Dick Frizzell’s instantly recognisable text-based works explore the visual aspects of the writing that surrounds us. They lead us to reconsider how we experience written language and our preconceptions of what constitutes an artwork. Bark features two prominent strands of Frizzell’s word canvases: configurations of hand-drawn signage and works that feature the poems of Sam Hunt. By removing advertising slogans from their original contexts and presenting poetry as painting, Frizzell disrupts our comprehension of them – the words are ‘read’ differently and their meaning slips and slides.
Red Painting, Blue Painting, and Brown Painting are prime examples of Frizzell’s engagement with the vernacular of homemade roadside signs seen throughout the country. As their titles suggest, the content of each work is grounded firstly in painterly rather than semiotic concerns. The way the artist has used colour, space, and line on the canvas is as important as the fact that Brown Painting includes phrases as varied as ‘Jesus Loves You’, ‘Bait + Ice’, and ‘Lube $10’. Words become devices of form and structure as well as carriers of meaning and this is underscored when we see the care with which Frizzell has laid on the paint.
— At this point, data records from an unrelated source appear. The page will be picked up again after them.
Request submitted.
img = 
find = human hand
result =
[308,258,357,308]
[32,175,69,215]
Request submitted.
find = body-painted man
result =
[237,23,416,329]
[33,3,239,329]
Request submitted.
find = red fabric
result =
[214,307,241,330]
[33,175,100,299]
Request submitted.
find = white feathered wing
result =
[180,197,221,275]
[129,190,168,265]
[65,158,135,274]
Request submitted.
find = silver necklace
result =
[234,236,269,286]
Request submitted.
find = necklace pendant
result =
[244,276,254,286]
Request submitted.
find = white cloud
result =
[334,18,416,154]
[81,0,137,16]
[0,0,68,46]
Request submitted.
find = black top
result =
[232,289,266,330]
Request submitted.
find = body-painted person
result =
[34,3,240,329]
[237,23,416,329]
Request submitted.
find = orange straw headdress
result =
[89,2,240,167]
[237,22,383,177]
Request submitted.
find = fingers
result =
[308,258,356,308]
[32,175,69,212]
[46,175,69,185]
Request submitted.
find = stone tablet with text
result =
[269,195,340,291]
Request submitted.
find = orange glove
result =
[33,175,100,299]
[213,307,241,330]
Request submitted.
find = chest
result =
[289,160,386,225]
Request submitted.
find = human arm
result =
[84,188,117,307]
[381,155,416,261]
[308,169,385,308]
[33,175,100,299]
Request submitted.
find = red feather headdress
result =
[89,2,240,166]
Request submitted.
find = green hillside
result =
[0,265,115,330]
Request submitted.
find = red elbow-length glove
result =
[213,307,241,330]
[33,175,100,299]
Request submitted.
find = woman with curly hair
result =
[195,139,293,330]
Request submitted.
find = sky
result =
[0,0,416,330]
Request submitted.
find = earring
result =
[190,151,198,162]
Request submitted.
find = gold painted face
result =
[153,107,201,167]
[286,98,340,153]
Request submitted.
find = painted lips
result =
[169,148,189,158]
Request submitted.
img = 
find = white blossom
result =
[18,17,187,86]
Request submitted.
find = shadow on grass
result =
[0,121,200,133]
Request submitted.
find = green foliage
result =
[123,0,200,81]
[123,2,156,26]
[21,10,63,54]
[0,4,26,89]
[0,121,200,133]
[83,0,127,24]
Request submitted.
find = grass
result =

His considered brushstrokes are placed with regard to creating texture and weight where required to produce a cohesive, singular painting.
That said, Frizzell’s juxtaposition of disconnected ‘signs’ also operates as a commentary on New Zealand’s social fabric. They are redolent of plucky individual enterprise in a rural hinterland that might feature in the ‘golden summer’ memories of many New Zealanders, but which is increasingly disconnected from an urbanised populace. Horseshit (2015) illustrates this disconnect perfectly and also celebrates the perfectly poised irony of an artwork featuring ads for horse manure hanging in a gallery. Frizzell is poking fun at the art establishment but invites us in on the joke.
Sam Hunt calls the printed poem the “score of the poem” (1). Frizzell gives Hunt’s poems tactile, visible textures – cadences - that literally colour the way they are read. This lies parallel to the oral and aural traditions of poetry as a literary artform; by existing as a painting, each poem takes on a pictorial life before it is read. In Sara – a Sam Hunt Poem (2011) the large vertical letters used for the poem’s refrain anchor the eye, they are visual full-stops and emphasise even more the central phrase “Your body has no flaw”. The curves and slopes of the text further suggest the organic forms of a woman’s body – and the landscape she becomes for the narrator. Frizzell provides one way in to Hunt’s poetry, but does not determine its reading nor mask the lyricism of the poet’s voice.